1.3 RDD class中如何体现RDD的五大特性(主要是前三大特性)

(1) 第一大特性(A list of partitions)

注释

Implemented by subclasses to return the set of partitions in this RDD. This method will only be called once, so it is safe to implement a time-consuming computation in it. The partitions in this array must satisfy the following property: rdd.partitions.zipWithIndex.forall { case (partition, index) => partition.index == index }

源码

protected def getPartitions: Array[Partition]

(2) 第二大特性(A function for computing each split)

注释

Implemented by subclasses to compute a given partition.

源码

def compute(split: Partition, context: TaskContext): Iterator[T]

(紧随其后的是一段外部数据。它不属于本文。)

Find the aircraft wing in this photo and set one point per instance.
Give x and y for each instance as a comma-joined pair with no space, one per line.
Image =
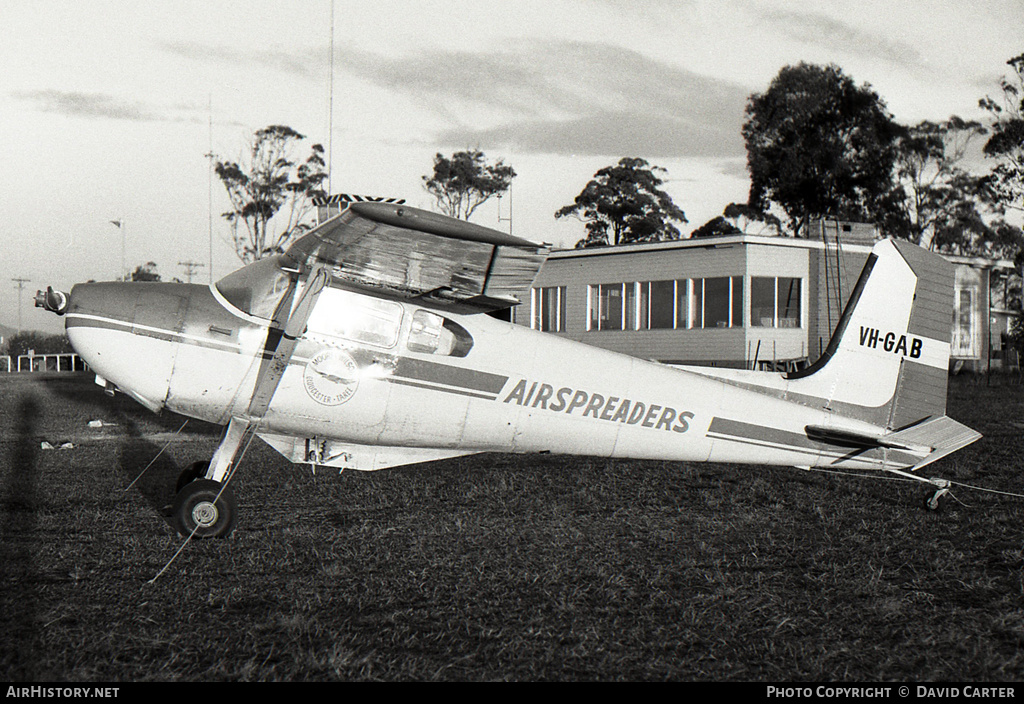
414,253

(3) 第三大特性(A list of dependencies on other RDDs)

注释

Implemented by subclasses to return how this RDD depends on parent RDDs. This method will only be called once, so it is safe to implement a time-consuming computation in it.

源码

//Seq[Dependency[_]代表集合,指多个Dependencies
protected def getDependencies: Seq[Dependency[_]] = deps

1.4 HadoopRDD

1.4.1 源码

class HadoopRDD[K, V](
    sc: SparkContext,
    broadcastedConf: Broadcast[SerializableConfiguration],
    initLocalJobConfFuncOpt: Option[JobConf => Unit],
    inputFormatClass: Class[_ <: InputFormat[K, V]],
    keyClass: Class[K],
    valueClass: Class[V],
    minPartitions: Int)
  extends RDD[(K, V)](sc, Nil) with Logging{
    //返回分区数组
    override def getPartitions: Array[Partition] = {
      val jobConf = getJobConf()
      SparkHadoopUtil.get.addCredentials(jobConf)
      try {
        val allInputSplits = getInputFormat(jobConf).getSplits(jobConf, minPartitions)
        val inputSplits = if (ignoreEmptySplits) {
          allInputSplits.filter(_.getLength > 0)
        } else {
          allInputSplits
        }
        val array = new Array[Partition](inputSplits.size)
        for (i <- 0 until inputSplits.size) {
          array(i) = new HadoopPartition(id, i, inputSplits(i))
        }
        array
      } catch {
        case e: InvalidInputException if ignoreMissingFiles =>
          logWarning(s"${jobConf.get(FileInputFormat.INPUT_DIR)} doesn't exist and no" +
            s" partitions returned from this path.", e)
          Array.empty[Partition]
      }
    }
}
  1. RDD操作

RDDs support two types of operations

RDD支持两种类型的操作

transformations, which create a new dataset from an existing one

transformations 从已有的数据集创建新的数据集
注:
  RDDA  ==(transformation)==> RDDB
  transformation包括map、filter等
  RDD在代码层面上来看就是一个类

actions, which return a value to the driver program after running a computation on the dataset

actions是在经过在数据集上计算之后,返回给driver program一个值

For example, map is a transformation that passes each dataset element through a function and returns a new RDD representing the results.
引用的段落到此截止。